Fair trial in sedition cases a misnomer, say lawyers
(TMI) – For sedition, the act alone is sufficient and intention is irrelevant
Sedition law creates an uneven playing field as the courts’ narrow interpretation of the law almost always favoured the prosecution, lawyers say.
They expressed alarm by the lower standard of proof required in sedition cases, and over judges accepting submissions by the prosecution before imposing jail terms, even on first offenders.
As such, the lawyers told The Malaysian Insider that it was imperative that judges interpret federal laws like the Sedition Act with the Federal Constitution, in particular Article 10, which guarantees freedom of speech and expression.

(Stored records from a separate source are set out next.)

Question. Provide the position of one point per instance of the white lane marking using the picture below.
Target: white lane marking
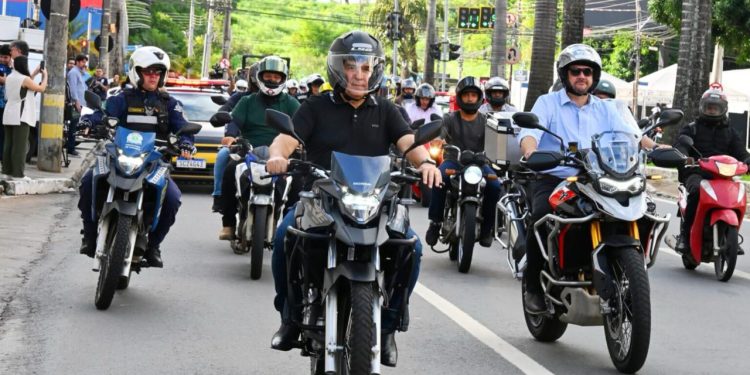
(737, 272)
(516, 357)
(675, 203)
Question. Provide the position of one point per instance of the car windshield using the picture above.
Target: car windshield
(198, 106)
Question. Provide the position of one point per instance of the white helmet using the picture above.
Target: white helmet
(145, 57)
(241, 85)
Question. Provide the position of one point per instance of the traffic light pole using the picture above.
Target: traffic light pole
(53, 99)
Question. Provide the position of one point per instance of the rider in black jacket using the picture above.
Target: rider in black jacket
(711, 136)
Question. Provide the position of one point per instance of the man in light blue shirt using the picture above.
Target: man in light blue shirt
(575, 115)
(77, 86)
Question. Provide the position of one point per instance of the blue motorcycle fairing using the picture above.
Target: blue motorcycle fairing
(360, 174)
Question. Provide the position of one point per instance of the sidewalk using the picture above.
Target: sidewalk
(41, 182)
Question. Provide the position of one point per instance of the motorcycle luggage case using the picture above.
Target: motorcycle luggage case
(501, 140)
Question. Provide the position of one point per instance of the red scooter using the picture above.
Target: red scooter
(714, 234)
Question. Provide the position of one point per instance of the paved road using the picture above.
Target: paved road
(203, 315)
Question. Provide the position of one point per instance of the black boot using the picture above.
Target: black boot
(153, 257)
(285, 338)
(388, 350)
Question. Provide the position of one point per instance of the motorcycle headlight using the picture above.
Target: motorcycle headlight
(360, 207)
(633, 186)
(473, 175)
(130, 164)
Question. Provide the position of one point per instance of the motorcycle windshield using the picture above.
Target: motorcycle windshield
(616, 152)
(134, 143)
(360, 174)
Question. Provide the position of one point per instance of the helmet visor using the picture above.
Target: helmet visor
(357, 74)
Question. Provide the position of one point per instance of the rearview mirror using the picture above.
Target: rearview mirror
(93, 100)
(283, 123)
(667, 157)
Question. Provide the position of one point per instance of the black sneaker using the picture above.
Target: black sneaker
(433, 233)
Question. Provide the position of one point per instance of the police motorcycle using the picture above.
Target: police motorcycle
(344, 254)
(603, 233)
(259, 208)
(134, 171)
(460, 227)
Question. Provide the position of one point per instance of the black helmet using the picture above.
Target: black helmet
(496, 84)
(605, 87)
(715, 98)
(425, 90)
(578, 54)
(355, 49)
(468, 84)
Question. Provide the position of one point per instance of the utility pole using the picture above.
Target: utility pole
(207, 41)
(429, 62)
(191, 31)
(53, 100)
(395, 37)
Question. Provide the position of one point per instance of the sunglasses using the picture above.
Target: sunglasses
(576, 71)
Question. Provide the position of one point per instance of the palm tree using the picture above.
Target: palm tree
(572, 22)
(499, 35)
(542, 51)
(693, 63)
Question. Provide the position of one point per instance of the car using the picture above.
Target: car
(200, 100)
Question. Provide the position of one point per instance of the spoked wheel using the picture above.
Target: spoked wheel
(725, 261)
(258, 241)
(356, 330)
(628, 328)
(112, 261)
(543, 327)
(467, 238)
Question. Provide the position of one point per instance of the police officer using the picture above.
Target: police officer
(144, 106)
(352, 120)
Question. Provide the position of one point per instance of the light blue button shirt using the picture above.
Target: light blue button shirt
(563, 117)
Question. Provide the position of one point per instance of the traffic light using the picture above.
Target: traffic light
(463, 18)
(435, 51)
(473, 18)
(453, 51)
(487, 18)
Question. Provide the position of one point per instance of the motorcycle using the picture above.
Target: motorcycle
(603, 234)
(459, 229)
(714, 234)
(129, 181)
(344, 255)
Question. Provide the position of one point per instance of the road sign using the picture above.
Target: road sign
(512, 55)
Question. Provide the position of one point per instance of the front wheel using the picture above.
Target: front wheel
(725, 261)
(112, 261)
(628, 327)
(467, 237)
(260, 217)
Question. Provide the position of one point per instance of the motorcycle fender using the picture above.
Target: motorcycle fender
(261, 200)
(726, 215)
(602, 277)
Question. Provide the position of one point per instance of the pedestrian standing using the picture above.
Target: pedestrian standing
(19, 115)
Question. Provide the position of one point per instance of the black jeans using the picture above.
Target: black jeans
(540, 191)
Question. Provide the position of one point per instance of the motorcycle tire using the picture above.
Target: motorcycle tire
(467, 238)
(544, 328)
(260, 217)
(631, 311)
(113, 261)
(426, 192)
(726, 260)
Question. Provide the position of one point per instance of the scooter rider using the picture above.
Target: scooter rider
(146, 106)
(497, 92)
(465, 129)
(574, 115)
(352, 120)
(711, 135)
(249, 115)
(424, 105)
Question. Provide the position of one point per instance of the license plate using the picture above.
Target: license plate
(192, 163)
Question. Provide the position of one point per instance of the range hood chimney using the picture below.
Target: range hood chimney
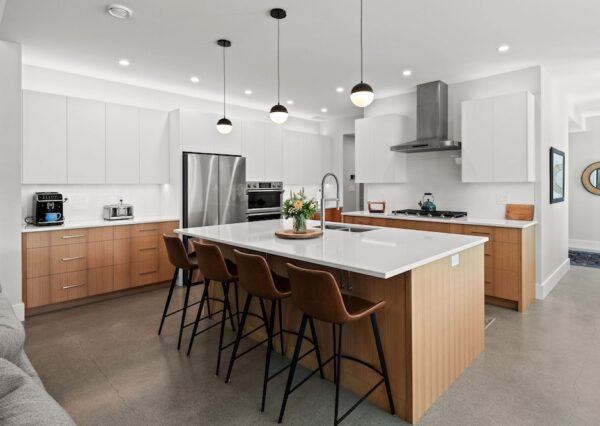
(432, 121)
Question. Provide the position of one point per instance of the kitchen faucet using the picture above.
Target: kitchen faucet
(324, 200)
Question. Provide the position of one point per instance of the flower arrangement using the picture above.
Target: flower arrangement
(300, 208)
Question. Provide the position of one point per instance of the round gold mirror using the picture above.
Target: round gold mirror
(591, 178)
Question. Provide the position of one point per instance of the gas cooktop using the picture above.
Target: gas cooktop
(439, 213)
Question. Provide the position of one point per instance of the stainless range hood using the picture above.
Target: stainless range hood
(432, 121)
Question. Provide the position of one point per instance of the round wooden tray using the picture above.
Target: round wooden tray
(291, 235)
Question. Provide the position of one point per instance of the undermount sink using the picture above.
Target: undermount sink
(345, 228)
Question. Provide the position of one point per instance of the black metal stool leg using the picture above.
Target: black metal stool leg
(225, 287)
(316, 345)
(184, 312)
(168, 302)
(203, 300)
(281, 329)
(238, 337)
(270, 328)
(293, 365)
(339, 379)
(386, 379)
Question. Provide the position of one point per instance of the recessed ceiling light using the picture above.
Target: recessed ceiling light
(119, 11)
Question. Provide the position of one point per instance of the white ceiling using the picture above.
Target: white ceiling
(169, 41)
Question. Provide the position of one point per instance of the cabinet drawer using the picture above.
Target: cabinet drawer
(100, 280)
(69, 286)
(144, 229)
(38, 291)
(71, 236)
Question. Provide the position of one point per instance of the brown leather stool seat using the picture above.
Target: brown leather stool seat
(317, 295)
(214, 267)
(187, 262)
(260, 282)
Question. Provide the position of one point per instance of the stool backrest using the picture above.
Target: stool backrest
(176, 251)
(211, 262)
(316, 293)
(255, 275)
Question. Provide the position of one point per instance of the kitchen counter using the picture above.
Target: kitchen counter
(95, 223)
(380, 252)
(501, 223)
(433, 285)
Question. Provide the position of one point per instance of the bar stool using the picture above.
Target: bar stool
(258, 281)
(317, 295)
(214, 267)
(179, 257)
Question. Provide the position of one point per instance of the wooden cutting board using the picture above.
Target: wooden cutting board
(519, 211)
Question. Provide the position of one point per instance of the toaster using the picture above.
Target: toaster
(118, 211)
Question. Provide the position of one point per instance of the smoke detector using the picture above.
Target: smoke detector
(119, 11)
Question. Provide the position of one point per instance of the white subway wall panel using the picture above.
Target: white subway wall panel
(44, 138)
(154, 146)
(86, 141)
(122, 144)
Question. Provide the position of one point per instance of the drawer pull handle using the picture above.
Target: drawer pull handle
(66, 287)
(66, 259)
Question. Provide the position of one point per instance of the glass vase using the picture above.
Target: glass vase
(299, 225)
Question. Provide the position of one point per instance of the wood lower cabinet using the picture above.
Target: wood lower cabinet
(65, 265)
(509, 256)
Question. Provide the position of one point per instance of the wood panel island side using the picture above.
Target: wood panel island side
(433, 324)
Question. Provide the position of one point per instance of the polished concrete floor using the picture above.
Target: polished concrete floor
(105, 364)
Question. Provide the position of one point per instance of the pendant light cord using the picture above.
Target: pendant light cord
(223, 81)
(361, 49)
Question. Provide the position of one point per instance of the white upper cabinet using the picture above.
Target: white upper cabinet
(199, 134)
(44, 138)
(86, 141)
(122, 144)
(154, 146)
(253, 148)
(374, 162)
(498, 139)
(273, 152)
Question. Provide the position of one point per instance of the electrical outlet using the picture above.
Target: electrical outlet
(501, 199)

They noted that an opportunity has been opened following constitutional challenges to the colonial-era law mounted by three people charged with sedition.
Law lecturer Dr Azmi Sharom, Padang Serai MP N. Surendran, and Sri Muda assemblyman Mat Shuhaimi Shafiei have challenged the constitutionality of the Sedition Act, claiming it violates their right to free speech.

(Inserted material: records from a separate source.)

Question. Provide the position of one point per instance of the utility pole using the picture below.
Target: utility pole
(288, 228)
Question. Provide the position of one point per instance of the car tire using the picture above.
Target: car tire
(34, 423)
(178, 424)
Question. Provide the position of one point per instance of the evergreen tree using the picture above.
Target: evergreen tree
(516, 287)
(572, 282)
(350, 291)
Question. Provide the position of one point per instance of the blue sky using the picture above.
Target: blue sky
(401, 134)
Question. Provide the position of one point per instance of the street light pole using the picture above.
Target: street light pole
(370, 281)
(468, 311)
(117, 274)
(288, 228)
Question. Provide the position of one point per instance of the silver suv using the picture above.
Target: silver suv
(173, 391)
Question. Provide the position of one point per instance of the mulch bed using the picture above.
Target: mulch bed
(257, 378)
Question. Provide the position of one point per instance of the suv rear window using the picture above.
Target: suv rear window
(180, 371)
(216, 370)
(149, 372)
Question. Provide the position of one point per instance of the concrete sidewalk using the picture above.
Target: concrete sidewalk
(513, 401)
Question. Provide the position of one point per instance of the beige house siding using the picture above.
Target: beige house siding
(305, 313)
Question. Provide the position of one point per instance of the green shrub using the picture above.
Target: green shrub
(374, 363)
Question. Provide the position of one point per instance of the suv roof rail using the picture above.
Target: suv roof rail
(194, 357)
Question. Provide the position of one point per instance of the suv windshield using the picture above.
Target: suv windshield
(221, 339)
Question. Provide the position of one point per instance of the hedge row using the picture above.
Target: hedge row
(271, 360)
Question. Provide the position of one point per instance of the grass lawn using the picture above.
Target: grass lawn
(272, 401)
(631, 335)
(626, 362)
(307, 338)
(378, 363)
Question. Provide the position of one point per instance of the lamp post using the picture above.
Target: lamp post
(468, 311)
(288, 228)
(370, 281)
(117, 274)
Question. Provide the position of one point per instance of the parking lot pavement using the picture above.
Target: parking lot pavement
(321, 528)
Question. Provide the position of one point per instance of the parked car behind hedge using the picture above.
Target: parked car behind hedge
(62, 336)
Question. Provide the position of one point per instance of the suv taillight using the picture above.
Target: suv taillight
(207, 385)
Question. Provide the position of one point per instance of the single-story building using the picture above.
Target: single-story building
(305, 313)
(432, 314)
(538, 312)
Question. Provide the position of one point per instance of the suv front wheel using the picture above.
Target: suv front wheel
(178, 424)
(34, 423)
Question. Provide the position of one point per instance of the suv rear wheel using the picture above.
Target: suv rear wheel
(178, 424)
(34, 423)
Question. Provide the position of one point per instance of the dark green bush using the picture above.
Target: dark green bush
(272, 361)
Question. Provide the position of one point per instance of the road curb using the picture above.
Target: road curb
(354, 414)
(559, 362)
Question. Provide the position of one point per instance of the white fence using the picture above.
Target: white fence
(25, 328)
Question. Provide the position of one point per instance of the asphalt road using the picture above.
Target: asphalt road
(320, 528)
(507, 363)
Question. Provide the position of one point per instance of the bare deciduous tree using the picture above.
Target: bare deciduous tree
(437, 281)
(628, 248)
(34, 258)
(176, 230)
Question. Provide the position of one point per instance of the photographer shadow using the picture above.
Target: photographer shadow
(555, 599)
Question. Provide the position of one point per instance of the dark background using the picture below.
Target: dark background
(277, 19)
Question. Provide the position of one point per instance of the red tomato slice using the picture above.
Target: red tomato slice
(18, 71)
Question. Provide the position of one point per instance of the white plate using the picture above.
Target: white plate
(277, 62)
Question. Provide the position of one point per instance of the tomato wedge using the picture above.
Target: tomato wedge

Lawyer Balwant Singh Sidhu said unlike other criminal offences, in which the prosecution must show the act and intention to prove its case, the rule did not apply in sedition cases.
“For sedition, the act alone is sufficient and intention is irrelevant,” he said, adding that prosecutors need not prove there was incitement, or harm caused to a third party.
He said prosecutors only need to show that the accused made statement or remarks with seditious tendency.
Balwant said in the long list of sedition trials in this country, especially after 1970, only lawyer Datuk Param Cumaraswamy was acquitted.